Görülene ve gerçekleşecek olana dair

Ahmet Çapar

Blog: Serbest Kürsü

Fotoğraf yaklaşık iki yüzyıldır insanın ilgi odağı. Bir ânı kayıt altına almak, anlam yüklenen bir objenin tüm ayrıntılarını ortaya çıkaran yakın plan çekimler yapmak, kadrajında sevdiklerinin olduğu fotoğraflar çekmek vs. İnsan hayatta kayda değer bulduğunu unutmak istemez. İnsan o ânın hep görünür kalmasını ve hep yaşanmasını ister.

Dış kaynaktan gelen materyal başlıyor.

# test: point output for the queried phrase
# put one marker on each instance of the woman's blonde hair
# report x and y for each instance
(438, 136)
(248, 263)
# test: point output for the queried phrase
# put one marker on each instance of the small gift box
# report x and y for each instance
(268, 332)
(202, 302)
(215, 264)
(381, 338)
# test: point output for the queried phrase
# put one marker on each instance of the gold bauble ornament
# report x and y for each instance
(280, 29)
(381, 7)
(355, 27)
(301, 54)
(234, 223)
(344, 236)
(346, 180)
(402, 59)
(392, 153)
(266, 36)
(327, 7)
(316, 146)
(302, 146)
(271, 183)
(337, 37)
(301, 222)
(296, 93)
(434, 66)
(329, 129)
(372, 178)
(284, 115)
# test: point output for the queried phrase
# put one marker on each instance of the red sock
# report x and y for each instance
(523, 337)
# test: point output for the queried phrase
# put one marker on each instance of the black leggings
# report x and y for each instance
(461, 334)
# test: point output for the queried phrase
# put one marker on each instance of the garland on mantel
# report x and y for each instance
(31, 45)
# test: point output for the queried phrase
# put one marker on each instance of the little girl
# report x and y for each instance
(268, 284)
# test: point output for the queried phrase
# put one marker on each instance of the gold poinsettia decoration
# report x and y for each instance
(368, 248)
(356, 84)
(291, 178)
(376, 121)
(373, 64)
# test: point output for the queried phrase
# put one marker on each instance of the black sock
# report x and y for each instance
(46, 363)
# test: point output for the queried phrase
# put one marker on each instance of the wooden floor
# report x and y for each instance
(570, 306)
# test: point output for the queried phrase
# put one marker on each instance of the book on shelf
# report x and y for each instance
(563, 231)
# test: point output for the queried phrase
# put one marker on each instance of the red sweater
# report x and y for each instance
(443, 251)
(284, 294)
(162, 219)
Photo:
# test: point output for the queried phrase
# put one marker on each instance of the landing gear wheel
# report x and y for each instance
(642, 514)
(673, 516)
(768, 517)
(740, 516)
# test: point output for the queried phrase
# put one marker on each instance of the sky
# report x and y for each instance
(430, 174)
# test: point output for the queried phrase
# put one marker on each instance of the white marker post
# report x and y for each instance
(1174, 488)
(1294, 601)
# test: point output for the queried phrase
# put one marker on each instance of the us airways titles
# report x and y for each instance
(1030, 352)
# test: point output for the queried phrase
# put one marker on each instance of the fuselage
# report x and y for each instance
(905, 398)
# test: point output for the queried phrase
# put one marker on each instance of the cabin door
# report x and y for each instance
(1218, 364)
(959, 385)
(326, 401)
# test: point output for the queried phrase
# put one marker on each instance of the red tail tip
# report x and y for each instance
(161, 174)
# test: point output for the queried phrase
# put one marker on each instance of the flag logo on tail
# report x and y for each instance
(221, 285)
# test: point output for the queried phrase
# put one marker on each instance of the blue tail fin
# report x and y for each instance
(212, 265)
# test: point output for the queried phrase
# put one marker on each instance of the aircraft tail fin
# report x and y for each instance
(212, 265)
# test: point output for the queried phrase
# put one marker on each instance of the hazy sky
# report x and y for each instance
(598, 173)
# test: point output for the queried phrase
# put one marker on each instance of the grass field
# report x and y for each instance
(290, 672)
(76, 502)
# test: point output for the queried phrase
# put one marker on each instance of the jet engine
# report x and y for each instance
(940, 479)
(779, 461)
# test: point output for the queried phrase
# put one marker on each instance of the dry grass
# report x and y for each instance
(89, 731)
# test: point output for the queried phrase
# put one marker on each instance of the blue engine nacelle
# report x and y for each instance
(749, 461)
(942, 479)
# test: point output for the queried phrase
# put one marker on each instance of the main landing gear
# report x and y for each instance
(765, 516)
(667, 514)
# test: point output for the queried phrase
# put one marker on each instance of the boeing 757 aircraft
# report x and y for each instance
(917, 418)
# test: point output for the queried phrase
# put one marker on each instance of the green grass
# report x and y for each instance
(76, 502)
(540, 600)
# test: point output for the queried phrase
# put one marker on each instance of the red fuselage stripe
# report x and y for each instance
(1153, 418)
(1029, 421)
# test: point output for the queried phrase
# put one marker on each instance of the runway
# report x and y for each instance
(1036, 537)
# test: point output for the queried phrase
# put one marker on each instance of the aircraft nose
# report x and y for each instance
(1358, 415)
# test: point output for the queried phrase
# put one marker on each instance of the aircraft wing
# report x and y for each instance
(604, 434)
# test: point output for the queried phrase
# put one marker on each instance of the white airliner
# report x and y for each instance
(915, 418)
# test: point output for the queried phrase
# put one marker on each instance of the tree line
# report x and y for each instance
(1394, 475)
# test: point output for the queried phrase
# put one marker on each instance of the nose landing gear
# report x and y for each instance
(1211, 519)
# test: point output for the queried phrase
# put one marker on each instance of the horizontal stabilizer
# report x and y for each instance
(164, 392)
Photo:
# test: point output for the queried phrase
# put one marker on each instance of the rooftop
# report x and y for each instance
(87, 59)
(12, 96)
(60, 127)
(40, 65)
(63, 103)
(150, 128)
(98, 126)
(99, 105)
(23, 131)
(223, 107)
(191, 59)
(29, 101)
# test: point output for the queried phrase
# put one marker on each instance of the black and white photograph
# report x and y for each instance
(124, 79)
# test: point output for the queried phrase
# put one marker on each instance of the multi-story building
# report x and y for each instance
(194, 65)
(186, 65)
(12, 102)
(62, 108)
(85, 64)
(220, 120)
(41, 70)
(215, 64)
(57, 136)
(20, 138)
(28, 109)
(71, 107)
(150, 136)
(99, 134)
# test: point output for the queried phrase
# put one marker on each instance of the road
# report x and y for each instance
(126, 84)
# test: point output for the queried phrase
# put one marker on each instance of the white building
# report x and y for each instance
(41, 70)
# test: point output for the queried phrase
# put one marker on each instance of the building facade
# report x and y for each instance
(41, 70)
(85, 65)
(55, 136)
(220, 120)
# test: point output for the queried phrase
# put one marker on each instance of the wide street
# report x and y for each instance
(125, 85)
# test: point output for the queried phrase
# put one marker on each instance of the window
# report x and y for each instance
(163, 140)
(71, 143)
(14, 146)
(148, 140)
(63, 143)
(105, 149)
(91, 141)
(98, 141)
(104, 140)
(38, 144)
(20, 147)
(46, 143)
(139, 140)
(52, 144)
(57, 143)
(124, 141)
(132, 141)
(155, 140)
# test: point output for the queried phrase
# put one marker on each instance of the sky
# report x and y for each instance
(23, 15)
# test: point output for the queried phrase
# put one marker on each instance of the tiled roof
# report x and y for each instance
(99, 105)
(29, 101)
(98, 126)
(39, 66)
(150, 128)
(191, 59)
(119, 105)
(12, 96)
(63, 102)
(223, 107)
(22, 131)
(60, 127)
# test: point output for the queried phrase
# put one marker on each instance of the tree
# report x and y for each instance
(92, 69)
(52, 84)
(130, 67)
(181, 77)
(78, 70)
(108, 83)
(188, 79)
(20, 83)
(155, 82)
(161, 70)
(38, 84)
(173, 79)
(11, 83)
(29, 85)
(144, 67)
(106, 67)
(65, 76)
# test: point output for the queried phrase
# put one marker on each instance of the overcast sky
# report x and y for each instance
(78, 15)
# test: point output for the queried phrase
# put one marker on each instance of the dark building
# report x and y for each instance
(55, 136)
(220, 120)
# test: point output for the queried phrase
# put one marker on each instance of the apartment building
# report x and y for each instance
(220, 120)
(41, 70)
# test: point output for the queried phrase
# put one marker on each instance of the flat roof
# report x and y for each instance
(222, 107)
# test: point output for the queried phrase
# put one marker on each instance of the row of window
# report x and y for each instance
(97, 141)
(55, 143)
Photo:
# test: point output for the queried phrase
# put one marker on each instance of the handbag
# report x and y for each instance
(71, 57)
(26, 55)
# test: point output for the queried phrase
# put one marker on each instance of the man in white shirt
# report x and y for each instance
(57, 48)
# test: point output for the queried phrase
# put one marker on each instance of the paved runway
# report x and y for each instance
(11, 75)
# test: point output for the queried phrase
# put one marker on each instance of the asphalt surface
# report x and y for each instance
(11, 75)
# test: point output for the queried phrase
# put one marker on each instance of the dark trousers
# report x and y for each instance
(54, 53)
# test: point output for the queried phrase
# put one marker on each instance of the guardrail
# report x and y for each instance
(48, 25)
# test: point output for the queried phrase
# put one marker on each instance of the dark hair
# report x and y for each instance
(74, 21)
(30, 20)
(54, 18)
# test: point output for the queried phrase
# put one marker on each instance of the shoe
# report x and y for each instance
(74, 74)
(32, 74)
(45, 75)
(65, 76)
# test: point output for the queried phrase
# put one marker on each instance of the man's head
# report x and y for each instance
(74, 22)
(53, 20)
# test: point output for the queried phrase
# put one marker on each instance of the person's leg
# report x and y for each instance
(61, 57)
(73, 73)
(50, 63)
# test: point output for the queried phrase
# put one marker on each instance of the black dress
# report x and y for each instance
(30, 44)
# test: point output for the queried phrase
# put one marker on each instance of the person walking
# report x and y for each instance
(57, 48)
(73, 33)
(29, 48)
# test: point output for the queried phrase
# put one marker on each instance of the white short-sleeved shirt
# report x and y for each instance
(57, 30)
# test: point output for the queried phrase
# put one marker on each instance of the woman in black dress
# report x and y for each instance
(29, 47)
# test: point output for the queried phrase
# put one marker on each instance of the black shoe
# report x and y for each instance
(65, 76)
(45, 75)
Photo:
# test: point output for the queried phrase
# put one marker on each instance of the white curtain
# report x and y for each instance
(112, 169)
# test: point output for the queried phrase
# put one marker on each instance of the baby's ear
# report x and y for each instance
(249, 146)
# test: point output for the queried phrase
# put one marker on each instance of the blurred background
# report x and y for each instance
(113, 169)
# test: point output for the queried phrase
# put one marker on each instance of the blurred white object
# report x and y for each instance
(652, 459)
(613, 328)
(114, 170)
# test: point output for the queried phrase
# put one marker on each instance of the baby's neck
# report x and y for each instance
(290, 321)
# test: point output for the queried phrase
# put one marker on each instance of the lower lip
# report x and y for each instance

John Berger, Bir Fotoğrafı Anlamak kitabında "Fotoğraf görülmüş olanı kaydederken, daima ve doğası gereği görünmeyene de işaret eder. Sürekliliği olan bir bütünün içinden aldığı bir ânı yalıtır, korumaya alır ve sunar" der. Fotoğrafı gizemli ve ilgi  çekici  yapan şey, o anı korunaklı kılarken bir yandan da, devam eden hayata dair  merak uyandırıyor olması da denilebilir.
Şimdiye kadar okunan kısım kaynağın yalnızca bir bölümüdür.